Re-defining Perfect, and Showing Up At The Page

Perfectionism is not a quest for the best. It is a pursuit of the worst in ourselves, the part that tells us that nothing we do will ever be good enough – that we should try again.
Julia Cameron

 

I have been rather distracted lately.

This is nothing new or surprising since I do have ADHD and I am easily and often distracted, but I can get frustrated with myself when I have so much that I want to accomplish and I find myself not getting things done.

Lately, writing has taken a back seat to not writing, and I am procrastinating at learning the pieces of music that I have been given for my voice lessons, despite the fact that I am excited by the new challenges that I am facing.

With writing, too many ideas flying around in my head at hyper-speed have created something that is the opposite of writer’s block, but with the exact same results. I haven’t written anything in over a week. (Until now obviously.)

I have finally come to the realization that there is only one way to deal with this and that is to as Julia Cameron often says “Show up at the page” whether or not I think I have anything to say.

Showing up at the page, can mean my word processing software, my notebook, or the pieces of music that I am supposed to be learning, and being gentle with myself over what I haven’t managed to do.

I can’t go back to last week and change that so I’ll have to deal with right now.

What I am paying attention to today, is the stories that I am telling myself in regards to these issues.

For example. I have a head cold. This is the perfect valid excuse to avoid singing. Or is it?

I love to sing while the vacuum is running and I can’t hear myself, so I did that today while I was cleaning up.
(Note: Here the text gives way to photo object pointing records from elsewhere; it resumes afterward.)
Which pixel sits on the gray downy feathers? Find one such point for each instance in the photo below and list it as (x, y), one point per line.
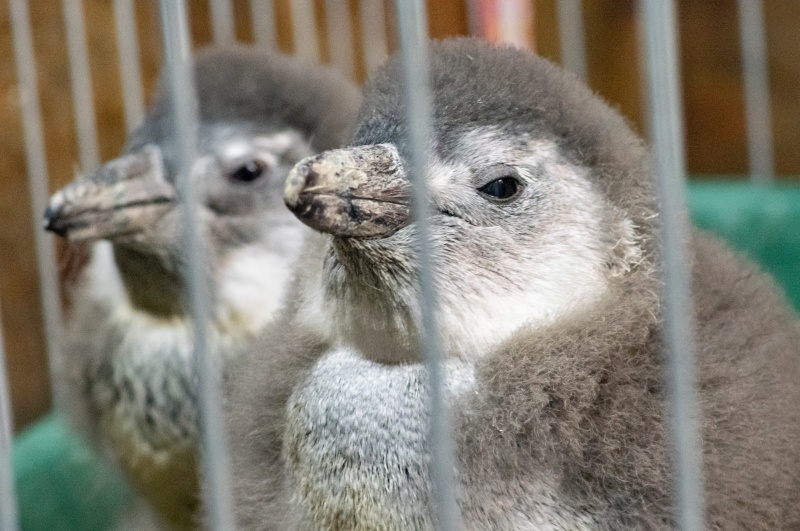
(128, 368)
(545, 233)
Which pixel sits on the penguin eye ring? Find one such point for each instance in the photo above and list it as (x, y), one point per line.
(505, 187)
(248, 172)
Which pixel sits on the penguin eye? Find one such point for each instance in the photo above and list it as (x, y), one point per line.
(249, 171)
(502, 188)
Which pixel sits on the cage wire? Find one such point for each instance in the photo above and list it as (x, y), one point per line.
(658, 24)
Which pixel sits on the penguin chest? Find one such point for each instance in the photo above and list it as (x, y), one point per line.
(146, 414)
(356, 446)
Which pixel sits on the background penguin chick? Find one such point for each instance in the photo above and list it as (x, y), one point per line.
(545, 231)
(128, 368)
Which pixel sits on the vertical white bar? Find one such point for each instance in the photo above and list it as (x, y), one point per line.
(373, 30)
(412, 29)
(474, 17)
(340, 36)
(37, 185)
(752, 35)
(515, 23)
(217, 498)
(667, 136)
(571, 36)
(264, 30)
(304, 30)
(128, 45)
(222, 25)
(81, 79)
(9, 518)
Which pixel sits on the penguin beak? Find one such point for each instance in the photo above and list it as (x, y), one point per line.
(123, 197)
(360, 192)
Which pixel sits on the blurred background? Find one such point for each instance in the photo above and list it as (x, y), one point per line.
(712, 82)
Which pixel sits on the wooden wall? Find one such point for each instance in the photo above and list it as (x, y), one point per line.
(711, 82)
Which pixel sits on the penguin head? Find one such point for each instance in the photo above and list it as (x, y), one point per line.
(259, 113)
(539, 203)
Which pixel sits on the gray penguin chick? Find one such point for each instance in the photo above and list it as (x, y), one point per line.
(128, 352)
(544, 228)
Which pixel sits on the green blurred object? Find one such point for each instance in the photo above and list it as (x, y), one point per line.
(61, 486)
(761, 221)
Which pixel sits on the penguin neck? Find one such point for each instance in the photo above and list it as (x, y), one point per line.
(371, 302)
(151, 286)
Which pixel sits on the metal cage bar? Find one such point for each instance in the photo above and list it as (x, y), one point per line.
(81, 79)
(217, 497)
(667, 135)
(571, 36)
(373, 33)
(128, 45)
(304, 30)
(37, 186)
(752, 35)
(9, 517)
(222, 23)
(412, 30)
(263, 14)
(340, 36)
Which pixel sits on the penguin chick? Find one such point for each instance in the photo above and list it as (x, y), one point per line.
(544, 229)
(128, 352)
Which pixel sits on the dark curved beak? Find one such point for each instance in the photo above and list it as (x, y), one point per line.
(359, 192)
(123, 197)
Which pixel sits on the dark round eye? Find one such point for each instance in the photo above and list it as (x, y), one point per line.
(249, 171)
(502, 188)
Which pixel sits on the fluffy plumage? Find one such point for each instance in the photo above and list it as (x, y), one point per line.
(550, 323)
(128, 352)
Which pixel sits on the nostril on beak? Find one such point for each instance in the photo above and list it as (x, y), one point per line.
(51, 216)
(296, 182)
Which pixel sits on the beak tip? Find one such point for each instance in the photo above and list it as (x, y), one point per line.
(50, 223)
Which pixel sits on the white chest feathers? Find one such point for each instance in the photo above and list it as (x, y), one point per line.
(356, 443)
(356, 453)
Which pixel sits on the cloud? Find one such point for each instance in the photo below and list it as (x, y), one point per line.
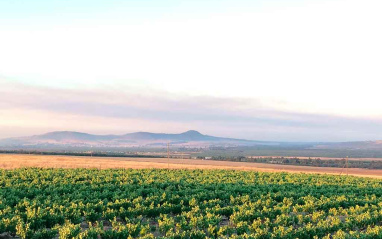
(26, 108)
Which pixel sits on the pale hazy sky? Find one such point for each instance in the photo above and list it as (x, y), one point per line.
(302, 70)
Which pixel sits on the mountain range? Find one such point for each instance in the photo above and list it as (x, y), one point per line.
(138, 139)
(189, 138)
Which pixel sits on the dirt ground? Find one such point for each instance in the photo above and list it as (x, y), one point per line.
(10, 161)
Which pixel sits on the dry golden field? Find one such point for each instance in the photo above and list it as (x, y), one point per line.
(10, 161)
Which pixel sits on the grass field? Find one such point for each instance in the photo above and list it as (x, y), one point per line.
(8, 161)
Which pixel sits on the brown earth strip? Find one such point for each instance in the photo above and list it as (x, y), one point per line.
(10, 161)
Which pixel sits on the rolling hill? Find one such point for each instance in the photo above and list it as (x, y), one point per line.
(143, 139)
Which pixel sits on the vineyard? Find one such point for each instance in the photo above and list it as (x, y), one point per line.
(159, 203)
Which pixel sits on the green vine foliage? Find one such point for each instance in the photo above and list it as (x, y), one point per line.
(153, 203)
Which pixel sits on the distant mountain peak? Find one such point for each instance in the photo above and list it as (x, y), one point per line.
(192, 132)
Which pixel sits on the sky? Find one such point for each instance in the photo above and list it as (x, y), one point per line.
(282, 70)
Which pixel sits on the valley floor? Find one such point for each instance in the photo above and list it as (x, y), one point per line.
(10, 161)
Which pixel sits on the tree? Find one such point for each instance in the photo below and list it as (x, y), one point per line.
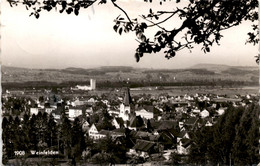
(77, 139)
(65, 136)
(52, 132)
(201, 22)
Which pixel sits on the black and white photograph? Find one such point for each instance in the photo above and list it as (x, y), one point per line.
(130, 82)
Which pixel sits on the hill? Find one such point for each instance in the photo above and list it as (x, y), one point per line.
(199, 74)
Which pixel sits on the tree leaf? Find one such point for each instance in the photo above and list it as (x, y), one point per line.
(115, 27)
(120, 31)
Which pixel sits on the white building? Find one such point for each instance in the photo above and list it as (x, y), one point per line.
(125, 107)
(92, 84)
(94, 134)
(34, 111)
(74, 112)
(204, 113)
(144, 114)
(85, 87)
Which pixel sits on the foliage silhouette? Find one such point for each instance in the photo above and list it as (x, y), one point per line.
(201, 22)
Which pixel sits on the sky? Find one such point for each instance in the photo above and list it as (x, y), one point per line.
(59, 40)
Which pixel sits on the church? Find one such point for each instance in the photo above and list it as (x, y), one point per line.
(125, 108)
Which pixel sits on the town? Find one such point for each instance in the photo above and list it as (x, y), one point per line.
(121, 128)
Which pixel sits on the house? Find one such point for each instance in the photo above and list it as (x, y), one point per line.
(144, 148)
(118, 122)
(125, 108)
(221, 111)
(135, 123)
(144, 114)
(56, 114)
(183, 146)
(75, 112)
(34, 111)
(85, 126)
(204, 113)
(48, 110)
(94, 133)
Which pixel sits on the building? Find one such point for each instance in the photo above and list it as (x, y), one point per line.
(92, 84)
(91, 87)
(144, 114)
(125, 108)
(74, 112)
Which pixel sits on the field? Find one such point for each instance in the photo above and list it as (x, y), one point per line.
(120, 76)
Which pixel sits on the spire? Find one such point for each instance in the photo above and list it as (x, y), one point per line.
(127, 99)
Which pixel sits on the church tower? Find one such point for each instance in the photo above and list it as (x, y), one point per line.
(125, 108)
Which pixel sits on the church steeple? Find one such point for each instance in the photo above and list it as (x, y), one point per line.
(127, 98)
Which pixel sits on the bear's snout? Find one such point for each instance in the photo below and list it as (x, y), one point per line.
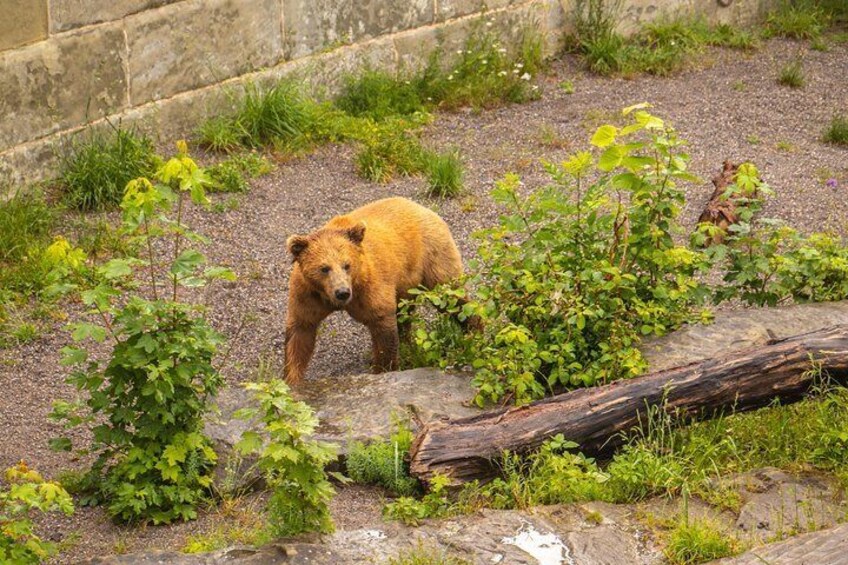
(343, 294)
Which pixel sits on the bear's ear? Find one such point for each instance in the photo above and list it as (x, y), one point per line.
(356, 233)
(297, 244)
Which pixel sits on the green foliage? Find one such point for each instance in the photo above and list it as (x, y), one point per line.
(145, 402)
(293, 466)
(273, 116)
(444, 173)
(232, 174)
(797, 19)
(837, 131)
(383, 462)
(378, 95)
(28, 492)
(97, 169)
(792, 74)
(436, 503)
(576, 272)
(693, 541)
(26, 221)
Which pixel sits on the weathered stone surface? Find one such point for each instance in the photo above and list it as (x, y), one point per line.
(70, 14)
(22, 22)
(825, 547)
(778, 504)
(61, 83)
(314, 25)
(739, 329)
(193, 44)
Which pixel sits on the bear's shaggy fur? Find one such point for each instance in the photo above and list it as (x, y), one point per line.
(365, 262)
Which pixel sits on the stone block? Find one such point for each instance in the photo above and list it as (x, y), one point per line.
(61, 83)
(22, 22)
(192, 44)
(70, 14)
(315, 25)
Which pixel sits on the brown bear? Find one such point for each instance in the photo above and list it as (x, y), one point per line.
(365, 262)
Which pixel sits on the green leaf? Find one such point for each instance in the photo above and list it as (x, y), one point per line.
(187, 262)
(604, 136)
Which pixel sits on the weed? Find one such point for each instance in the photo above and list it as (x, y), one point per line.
(276, 115)
(423, 555)
(383, 462)
(792, 75)
(379, 95)
(444, 173)
(96, 171)
(796, 19)
(697, 541)
(837, 131)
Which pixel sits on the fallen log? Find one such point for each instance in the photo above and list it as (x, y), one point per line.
(469, 448)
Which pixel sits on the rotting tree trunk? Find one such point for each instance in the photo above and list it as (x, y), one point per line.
(468, 448)
(720, 210)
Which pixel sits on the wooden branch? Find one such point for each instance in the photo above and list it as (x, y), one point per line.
(468, 448)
It turns out, that I can sing even though it doesn’t sound that great. I don’t need to sound great to learn the notes and rhythms, nor do I need to sound great to learn lyrics which in this case happen to be in French which I don’t speak so who knows? Maybe the head cold is a bonus?

So much for that excuse.

Finally, I set a timer and used my imagination to glue myself in front of my music stand and got to work. And while I worked, I watched my thoughts. I noticed my urge to stop and do something else, was not because my cold made the process uncomfortable, even though it did. The urge to stop came from the voice in my head that was looking for any excuse that I could find to avoid facing the reality that the piece I’m working on is so difficult that there is a part of me that is still afraid that I will not be able to learn it. Yep. It’s pretty easy to convince myself to move on to something that is more fun.

I stuck with it for the amount of time that I had committed to, and even though I know I could really work harder it is a start.

And now it’s time to write. Funny how the words start to flow, even when I don’t have a plan as to what they’re going to be. I know this, and yet I make excuses.

I have always been a bit of a perfectionist, and though I have grown far beyond where I was in my younger years, I still find those old thought patterns exist, and affect what I do if I’m not paying attention.

Under-lying all of my procrastination and excuses is the fear that I will not ever do things well enough, no matter how hard I try… and yet when I face that idea head on, it is clear that the fear has no basis in reality.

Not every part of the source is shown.